Review: Sirens by Zoo Co

A well-meaning but disappointingly heavy-handed jab at society's modern ills

★★
theatre review (edinburgh) | Read in About 2 minutes
33332 large
121329 original
Published 19 Aug 2018

The words “sledgehammer” and “nut” spring to mind when watching Sirens, a well-meaning but entirely cack-handed takedown of victim-blaming in contemporary culture. 

It starts promisingly, with a witty introduction of our protagonists – the mythological creatures, half-human, half-bird, who lured sailors to their deaths with their enchanted singing. It’s when the sisters are transported to 21st-century Hastings—in an attempt to track down and destroy an Ancient Greek text that misrepresents them—that things take a turn for the problematic. 

First, the good points: Zoo Co are big advocates for making theatre more accessible to audiences with different needs. This performance, like every performance of the show, is “relaxed”, meaning we don’t need to feel confined to the strictures of traditional theatre etiquette. In addition to that, captioning is creatively integrated throughout and there’s lots of British Sign Language too, with the Sirens learning to sign so they can communicate with Tobi (Jamal Ajala) – whose deafness makes him the only man safe from the fatal power of their voices.
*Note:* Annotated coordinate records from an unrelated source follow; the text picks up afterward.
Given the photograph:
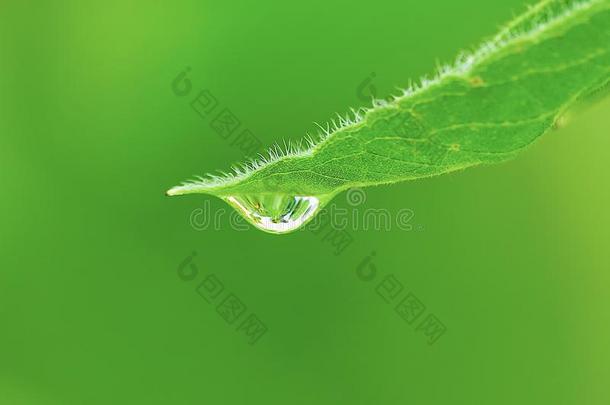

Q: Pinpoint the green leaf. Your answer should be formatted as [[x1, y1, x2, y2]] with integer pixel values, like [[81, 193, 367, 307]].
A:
[[168, 0, 610, 233]]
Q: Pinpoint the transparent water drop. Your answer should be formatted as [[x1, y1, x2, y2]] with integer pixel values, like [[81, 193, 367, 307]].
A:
[[224, 194, 322, 234]]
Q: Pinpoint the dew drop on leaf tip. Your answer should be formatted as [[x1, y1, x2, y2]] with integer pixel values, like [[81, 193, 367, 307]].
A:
[[223, 194, 321, 234]]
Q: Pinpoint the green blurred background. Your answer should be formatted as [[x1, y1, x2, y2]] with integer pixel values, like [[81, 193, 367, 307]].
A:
[[0, 0, 610, 405]]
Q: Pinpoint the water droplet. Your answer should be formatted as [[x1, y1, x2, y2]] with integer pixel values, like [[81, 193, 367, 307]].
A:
[[225, 194, 322, 234]]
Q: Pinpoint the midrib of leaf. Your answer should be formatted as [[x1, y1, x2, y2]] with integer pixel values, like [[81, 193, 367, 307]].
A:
[[168, 0, 610, 197]]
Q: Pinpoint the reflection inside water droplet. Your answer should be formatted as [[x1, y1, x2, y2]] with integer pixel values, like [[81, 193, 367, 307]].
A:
[[225, 194, 320, 234]]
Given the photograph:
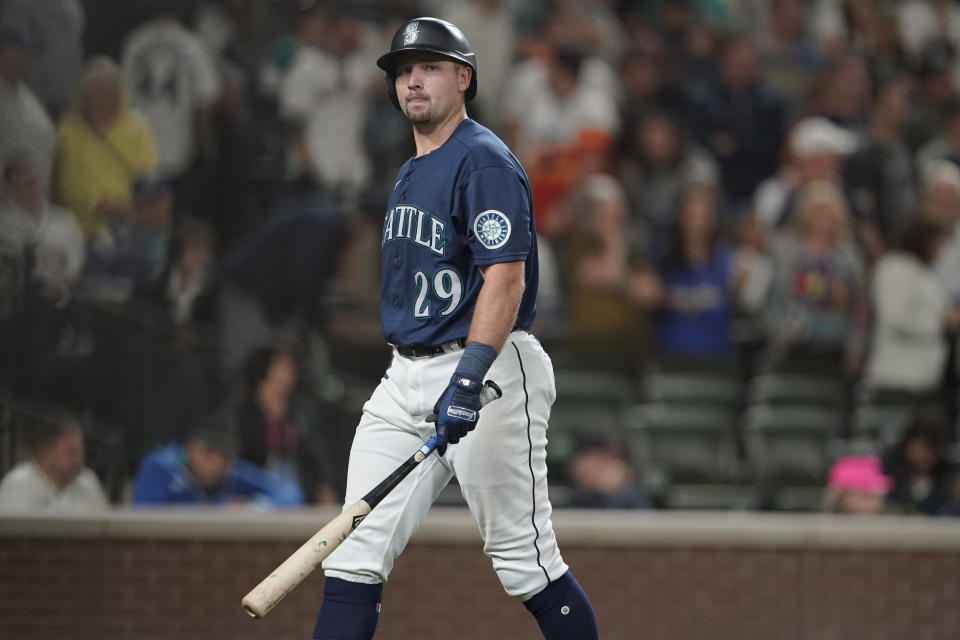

But good intentions don’t necessarily make for good theatre. This show may be accessible but its heavy-handed swipes at everything from homophobia and ableism to sexual harassment, racism and the power of the patriarchy—the fact that the Hastings Museum is run by an old white guy means that “everybody else’s stories just don’t exist”—makes it almost unwatchable. It doesn’t help that Zoo Co’s founders just don’t have the acting chops to turn their seriously shonky script into something credible. They're a company in sore need of an outside perspective – dramaturg, director, ideally both.